Asia is a name given by the Greeks. Historically, the region had no strict boundaries. It was densely connected by trade, religion and cultural networks.

However, these informal networks had profound implications on the relationships between culture and society across this region. These networks created many connections in different Asian societies.

GT: Are "Asia Networks" such as ASEAN different from other regional models like the EU?

Yes. The ASEAN model does not try to forge an entity like a super-nation. It seeks to enmesh or make interdependent the various sovereign entities within the framework of ASEAN.

It tries to commit them to economic, environmental and political/security agreements.

In this way, it is an issues-based rather than sovereignty-based network. It is a more bottom-up and inter-state model of development.

In contrast, the EU, which is also multinational, is trying to forge an EU citizenship and territorial entity.

GT: How can we resolve territorial disputes within ASEAN countries smoothly if we hope to enhance the regional network?

The regional connections should not be principally from government to government.

If you promote the connection from the bottom up, in terms of people to people, that would avoid problems of the territorial boundaries and provide a much more solid basis for regional integration.

We already have dynamic people-to-people exchanges in business, education, culture and even tourism.

However, we have to allow the civil societies to have ties with each other to build alliances.

GT: What do you think of the recent rise of nationalism within ASEAN countries?

The interests of the government do not necessarily coincide with those of ordinary people. Sometimes the ordinary people use nationalism as a tool because they don't have any other means of expressing their anger except by nationalism. So this is like populist nationalism.

GT: Why is civil society so important when dealing with the relationships of ASEAN countries? 

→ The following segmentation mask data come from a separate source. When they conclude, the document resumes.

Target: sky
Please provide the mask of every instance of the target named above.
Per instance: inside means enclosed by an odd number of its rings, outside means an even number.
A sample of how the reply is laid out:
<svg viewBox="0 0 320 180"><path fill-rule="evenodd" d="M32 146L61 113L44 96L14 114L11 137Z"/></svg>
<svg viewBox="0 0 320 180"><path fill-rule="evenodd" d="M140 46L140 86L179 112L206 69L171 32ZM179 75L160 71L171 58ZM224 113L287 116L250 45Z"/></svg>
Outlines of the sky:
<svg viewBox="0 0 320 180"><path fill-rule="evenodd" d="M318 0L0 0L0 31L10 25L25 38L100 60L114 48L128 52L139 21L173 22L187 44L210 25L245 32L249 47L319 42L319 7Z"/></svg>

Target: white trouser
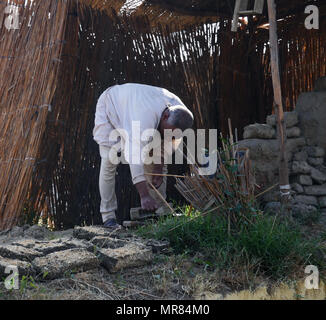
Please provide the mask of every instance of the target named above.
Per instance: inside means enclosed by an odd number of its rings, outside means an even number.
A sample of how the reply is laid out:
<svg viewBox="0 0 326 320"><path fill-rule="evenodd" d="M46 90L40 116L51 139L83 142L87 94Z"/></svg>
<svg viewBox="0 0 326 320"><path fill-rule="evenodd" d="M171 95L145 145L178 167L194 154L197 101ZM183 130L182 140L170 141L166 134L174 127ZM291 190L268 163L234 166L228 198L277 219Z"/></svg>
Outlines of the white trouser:
<svg viewBox="0 0 326 320"><path fill-rule="evenodd" d="M115 218L115 211L118 208L117 197L115 194L115 175L117 164L111 163L109 159L109 152L111 148L107 146L100 145L100 155L101 155L101 169L99 177L100 195L101 195L101 206L100 212L102 214L102 220L105 222L107 219ZM145 174L153 172L154 165L144 165ZM167 165L163 166L163 174L167 173ZM147 181L152 182L153 176L146 175ZM163 177L163 183L158 188L158 191L166 199L166 176ZM157 201L159 207L164 206L164 201L161 197L149 188L150 195Z"/></svg>

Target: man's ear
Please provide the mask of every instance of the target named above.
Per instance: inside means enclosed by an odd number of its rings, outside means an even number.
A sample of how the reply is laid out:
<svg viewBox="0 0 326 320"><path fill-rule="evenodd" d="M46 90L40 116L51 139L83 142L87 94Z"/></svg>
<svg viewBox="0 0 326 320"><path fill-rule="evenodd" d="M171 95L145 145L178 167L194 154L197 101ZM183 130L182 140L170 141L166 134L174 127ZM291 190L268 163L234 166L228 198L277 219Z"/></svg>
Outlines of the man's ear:
<svg viewBox="0 0 326 320"><path fill-rule="evenodd" d="M163 120L167 120L169 119L169 116L170 116L170 110L169 109L166 109L164 112L163 112Z"/></svg>

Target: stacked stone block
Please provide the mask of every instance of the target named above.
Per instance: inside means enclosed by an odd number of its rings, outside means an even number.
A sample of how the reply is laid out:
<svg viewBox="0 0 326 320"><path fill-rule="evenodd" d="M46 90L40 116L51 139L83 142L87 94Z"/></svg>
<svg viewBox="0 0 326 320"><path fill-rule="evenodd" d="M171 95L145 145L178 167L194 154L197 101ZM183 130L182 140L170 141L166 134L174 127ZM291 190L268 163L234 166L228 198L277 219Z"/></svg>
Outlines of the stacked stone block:
<svg viewBox="0 0 326 320"><path fill-rule="evenodd" d="M297 112L285 113L286 156L292 187L293 210L311 212L318 208L326 211L326 166L325 150L309 145L303 136ZM250 149L250 158L257 184L262 190L279 182L279 143L277 140L277 119L267 117L266 124L252 124L245 128L240 147ZM280 193L274 191L263 197L267 209L280 206Z"/></svg>

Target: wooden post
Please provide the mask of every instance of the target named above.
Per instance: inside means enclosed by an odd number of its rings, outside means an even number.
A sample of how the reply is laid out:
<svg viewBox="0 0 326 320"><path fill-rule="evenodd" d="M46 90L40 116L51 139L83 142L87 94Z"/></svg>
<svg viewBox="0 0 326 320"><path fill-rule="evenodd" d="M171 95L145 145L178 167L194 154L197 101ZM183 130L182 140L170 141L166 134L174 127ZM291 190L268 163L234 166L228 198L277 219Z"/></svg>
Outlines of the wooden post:
<svg viewBox="0 0 326 320"><path fill-rule="evenodd" d="M274 106L277 110L277 128L278 128L278 140L280 144L280 164L279 164L279 176L280 176L280 191L281 191L281 203L286 204L290 199L290 183L289 183L289 169L286 158L286 126L284 121L283 101L282 101L282 89L280 80L280 65L279 65L279 48L277 37L277 22L276 22L276 5L275 0L267 0L268 4L268 16L269 16L269 41L271 51L271 68L273 78L274 89Z"/></svg>

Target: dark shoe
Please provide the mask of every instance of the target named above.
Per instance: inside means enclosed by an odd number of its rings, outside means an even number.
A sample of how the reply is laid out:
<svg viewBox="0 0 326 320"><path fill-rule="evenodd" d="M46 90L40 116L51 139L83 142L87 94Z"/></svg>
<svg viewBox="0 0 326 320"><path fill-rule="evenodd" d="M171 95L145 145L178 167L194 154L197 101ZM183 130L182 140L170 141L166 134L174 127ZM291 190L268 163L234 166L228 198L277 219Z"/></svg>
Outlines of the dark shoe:
<svg viewBox="0 0 326 320"><path fill-rule="evenodd" d="M104 228L109 228L112 230L121 229L120 224L117 223L116 219L108 219L104 222Z"/></svg>

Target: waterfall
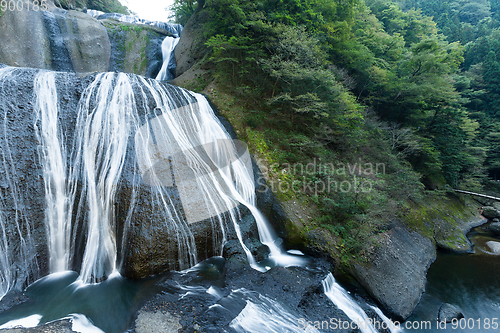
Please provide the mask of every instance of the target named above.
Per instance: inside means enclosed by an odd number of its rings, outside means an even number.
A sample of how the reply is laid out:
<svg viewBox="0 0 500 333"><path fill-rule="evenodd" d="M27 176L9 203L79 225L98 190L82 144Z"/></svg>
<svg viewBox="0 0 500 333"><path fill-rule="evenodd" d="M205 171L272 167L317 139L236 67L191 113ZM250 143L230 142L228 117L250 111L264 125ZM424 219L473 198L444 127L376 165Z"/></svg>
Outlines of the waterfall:
<svg viewBox="0 0 500 333"><path fill-rule="evenodd" d="M55 273L69 269L71 215L66 188L66 149L59 127L59 102L53 72L41 71L36 75L34 93L34 128L45 184L50 272Z"/></svg>
<svg viewBox="0 0 500 333"><path fill-rule="evenodd" d="M3 208L3 207L1 207ZM2 209L3 211L3 209ZM10 270L9 242L7 241L6 221L3 213L0 215L0 300L9 291L12 283Z"/></svg>
<svg viewBox="0 0 500 333"><path fill-rule="evenodd" d="M132 86L140 89L134 93ZM239 202L229 193L243 193L242 201L248 200L250 193L254 195L248 166L239 159L231 160L237 155L234 144L206 99L194 95L193 103L178 107L176 99L193 100L187 91L179 91L181 96L176 96L157 81L106 73L99 74L83 94L69 181L74 184L78 178L84 179L82 197L86 199L80 202L84 208L79 210L88 210L87 244L80 273L85 282L100 281L117 269L113 203L129 136L135 138L138 171L162 203L158 209L165 216L165 228L177 237L181 269L197 262L189 224L214 219L222 232L218 240L221 255L227 228L223 215L229 216L235 228L238 225L235 208ZM153 97L157 114L140 119L135 105L145 103L148 96ZM196 147L208 149L200 151ZM161 173L165 169L173 170L174 181L172 171ZM181 195L184 217L162 189L174 184ZM134 204L129 212L132 219Z"/></svg>
<svg viewBox="0 0 500 333"><path fill-rule="evenodd" d="M210 217L215 219L216 225L222 231L222 239L219 242L219 255L222 255L222 246L226 241L226 226L222 215L227 213L250 264L255 265L255 260L239 232L238 214L235 212L238 201L230 195L231 191L242 192L245 197L248 197L249 193L255 195L253 177L250 174L251 165L244 165L239 159L231 162L234 156L237 156L236 148L203 96L182 90L185 99L189 100L194 96L196 102L182 108L173 108L171 97L157 81L146 81L142 78L140 80L152 94L157 108L163 111L161 117L157 117L160 121L153 126L156 141L159 143L156 153L160 155L160 160L172 160L174 175L177 175L175 181L186 217L191 222ZM199 149L193 149L195 147L209 149L203 149L200 154ZM155 159L150 154L146 160ZM158 165L156 163L153 168L151 164L148 170L153 169L156 174ZM158 184L162 182L162 177L159 176L159 173L155 176ZM189 266L192 265L183 268Z"/></svg>
<svg viewBox="0 0 500 333"><path fill-rule="evenodd" d="M356 301L342 288L333 277L332 273L321 282L325 295L335 304L340 310L349 317L351 323L355 323L356 327L362 333L377 333L374 327L374 320L368 318L365 311L356 303ZM389 318L384 316L380 309L371 306L371 308L380 316L382 324L378 325L382 328L387 328L392 333L400 332L398 328Z"/></svg>
<svg viewBox="0 0 500 333"><path fill-rule="evenodd" d="M49 35L51 68L55 71L73 72L73 64L56 16L50 11L43 11L43 20Z"/></svg>
<svg viewBox="0 0 500 333"><path fill-rule="evenodd" d="M96 282L116 270L115 194L137 111L125 74L118 74L116 82L114 74L99 74L84 95L70 179L83 175L85 180L88 234L80 277Z"/></svg>
<svg viewBox="0 0 500 333"><path fill-rule="evenodd" d="M180 38L165 37L163 43L161 44L161 52L163 56L163 65L161 66L160 72L156 76L157 80L165 81L172 80L175 78L173 70L175 70L175 55L174 50L179 43Z"/></svg>
<svg viewBox="0 0 500 333"><path fill-rule="evenodd" d="M356 323L362 333L377 333L370 324L370 319L361 307L352 299L347 291L342 288L333 277L332 273L328 274L321 284L325 290L325 295L335 304L340 310Z"/></svg>
<svg viewBox="0 0 500 333"><path fill-rule="evenodd" d="M246 289L235 290L232 294L243 294L247 298L243 310L229 324L236 332L319 333L319 330L307 325L304 318L298 318L269 297Z"/></svg>
<svg viewBox="0 0 500 333"><path fill-rule="evenodd" d="M17 71L26 74L22 69L0 69L2 96L18 93L15 86L6 84L15 79ZM140 76L101 73L84 88L77 107L70 111L65 106L67 111L62 113L64 97L58 96L56 82L69 74L33 73L34 112L22 109L26 115L14 123L22 125L10 129L7 110L11 100L0 101L5 110L0 137L0 187L4 189L0 191L1 295L17 278L14 261L22 262L26 274L32 271L35 256L29 221L44 225L50 272L80 268L81 281L96 283L120 271L129 235L140 227L134 221L144 214L140 208L144 193L151 195L148 201L155 223L172 237L175 266L170 269L187 269L199 261L192 226L201 221L212 228L212 255L222 255L228 228L232 228L250 265L260 271L269 269L259 266L245 245L239 228L239 208L243 206L254 216L260 239L271 249L270 259L276 265L304 263L303 258L282 253L274 244L271 229L255 207L248 149L231 139L202 95ZM73 116L76 121L71 120ZM26 117L33 117L31 126L23 123ZM36 142L30 146L36 148L36 156L29 169L26 164L19 169L23 175L17 174L9 149L16 144L15 153L25 154L24 146L18 147L19 141L10 134L19 126L26 127L22 135ZM72 132L65 132L68 130ZM30 177L25 184L19 177L29 170L39 177ZM123 194L118 196L117 191L122 184L127 186L128 199L118 217L116 204ZM36 192L38 186L42 196ZM24 210L30 201L24 196L30 193L37 193L34 203L42 216L30 209L27 212L34 215L28 219Z"/></svg>

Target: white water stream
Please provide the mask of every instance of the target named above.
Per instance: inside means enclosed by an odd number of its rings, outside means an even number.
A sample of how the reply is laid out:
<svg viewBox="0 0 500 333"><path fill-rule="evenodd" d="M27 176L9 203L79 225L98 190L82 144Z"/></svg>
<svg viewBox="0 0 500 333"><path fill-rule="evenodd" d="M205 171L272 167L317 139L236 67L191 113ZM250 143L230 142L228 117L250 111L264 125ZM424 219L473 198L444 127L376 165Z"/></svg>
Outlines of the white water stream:
<svg viewBox="0 0 500 333"><path fill-rule="evenodd" d="M160 202L157 208L165 216L165 228L177 239L180 269L198 262L189 224L206 219L212 219L213 227L222 235L221 239L214 240L218 244L216 255L222 255L227 241L226 223L230 222L251 266L261 271L269 269L257 265L244 243L239 230L239 205L246 206L254 216L260 239L270 248L270 259L276 265L305 262L275 245L273 233L255 207L248 151L246 147L242 151L235 146L203 96L168 89L158 81L138 76L98 74L78 103L73 142L66 142L55 82L56 74L48 71L40 71L34 79L33 124L43 170L51 272L72 267L75 240L80 236L76 234L79 229L74 227L75 209L76 219L86 221L82 229L86 231L86 244L80 279L95 283L118 270L117 252L124 244L117 244L117 239L125 240L130 231L135 202L130 204L123 235L116 234L114 204L124 165L130 163L127 162L130 159L137 160L135 173L152 187ZM140 115L137 108L139 103L146 103L148 96L152 96L155 104L153 117ZM190 102L179 106L179 101ZM148 109L146 104L141 107ZM135 151L130 149L131 138L134 138ZM174 183L184 216L162 189ZM136 186L138 184L134 185L134 191ZM80 199L77 199L77 191ZM7 246L5 244L4 239L0 246ZM0 257L0 264L3 262L8 262L5 255ZM4 269L4 274L7 271ZM8 289L8 283L2 285Z"/></svg>
<svg viewBox="0 0 500 333"><path fill-rule="evenodd" d="M163 43L161 44L161 53L163 56L163 65L161 66L160 72L156 76L157 80L172 80L174 76L170 73L169 69L175 67L175 54L174 50L179 43L180 38L165 37ZM173 63L173 64L172 64Z"/></svg>
<svg viewBox="0 0 500 333"><path fill-rule="evenodd" d="M39 142L38 156L45 184L45 225L50 253L50 272L69 269L71 216L66 188L66 148L59 127L57 90L52 72L35 78L34 128Z"/></svg>
<svg viewBox="0 0 500 333"><path fill-rule="evenodd" d="M351 328L358 328L362 333L377 333L375 329L375 321L369 318L365 311L356 303L356 301L349 295L347 290L342 288L330 273L326 279L322 281L325 295L335 304L340 310L351 320ZM401 332L389 318L387 318L379 308L371 306L371 308L380 316L383 323L379 326L387 328L391 333Z"/></svg>

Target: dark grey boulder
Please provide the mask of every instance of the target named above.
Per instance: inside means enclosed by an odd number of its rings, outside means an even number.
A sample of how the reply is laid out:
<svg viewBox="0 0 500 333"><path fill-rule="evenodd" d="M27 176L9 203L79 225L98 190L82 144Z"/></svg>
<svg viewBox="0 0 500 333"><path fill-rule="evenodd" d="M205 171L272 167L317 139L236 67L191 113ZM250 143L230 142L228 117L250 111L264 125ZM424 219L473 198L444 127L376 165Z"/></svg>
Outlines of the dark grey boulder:
<svg viewBox="0 0 500 333"><path fill-rule="evenodd" d="M500 236L500 222L494 222L488 227L492 233Z"/></svg>
<svg viewBox="0 0 500 333"><path fill-rule="evenodd" d="M438 311L438 320L440 322L451 323L453 319L462 319L464 314L462 310L455 305L443 303Z"/></svg>
<svg viewBox="0 0 500 333"><path fill-rule="evenodd" d="M500 211L491 206L485 206L482 208L482 215L487 219L494 219L500 217Z"/></svg>
<svg viewBox="0 0 500 333"><path fill-rule="evenodd" d="M203 35L203 24L207 19L204 11L196 12L184 26L181 39L175 48L176 77L193 67L208 53L205 46L206 37Z"/></svg>
<svg viewBox="0 0 500 333"><path fill-rule="evenodd" d="M435 257L434 244L428 238L396 225L375 248L370 265L356 264L353 274L391 316L405 320L420 301Z"/></svg>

Globally, the last 20 years have seen an exponential rise of civil society organizations.

Everywhere they are trying to replace the role of unions and political parties by serving principally as watchdogs of good and socially responsible government and corporate policy.

They are also capable of networking along different scales, bringing different resources to bear from the local, national, regional and global levels.

The new rules and regulations - derived from global practices - of ASEAN have tended to encourage this civil society emergence and interlinking with regional and wider forces.

GT: China has different political systems with the some other ASEAN countries, is that one of the barriers to dialogue?

The Chinese system has done a lot good for China. You don't need system change, which would leave the country in chaos.

All you have to do is balance the growth with sustainable development.

If you take that notion very seriously, you will have better relations with Asian societies. China can play a leading role in Asia.

GT: How do you evaluate China's role in ASEAN?

Five years ago China was very cooperative with ASEAN. China was the first power to sign the Treaty of Amity and Cooperation in Southeast Asia. At that time, China was more popular in Southeast Asia than the US. Then China gradually started having these problems in the South China Sea.

The more tension there is between China and ASEAN, the more the latter will be pushed toward the US. It is very much in China's interest to take the moral leadership in the region.

China has started looking westward to the land silk road, not the maritime silk road. It is certainly true there are lots of resources there. But that is a very problematic area. It is risky that China wants to do so much in that area.

GT: What's the potential risk for China in the "New Silk Road?"

First, it's true there is an oil and gas pipeline. But it can always be disrupted by either people who are unhappy with the government or by terrorists because terrorists are always close to that area.

Second, you have political leaders there who are supposed to be representative of the people, but in practice there is a lot of corruption.

Third, because China's businessmen are becoming very powerful in those areas, there is a certain resentment toward them, even if they are just ordinary people like shopkeepers.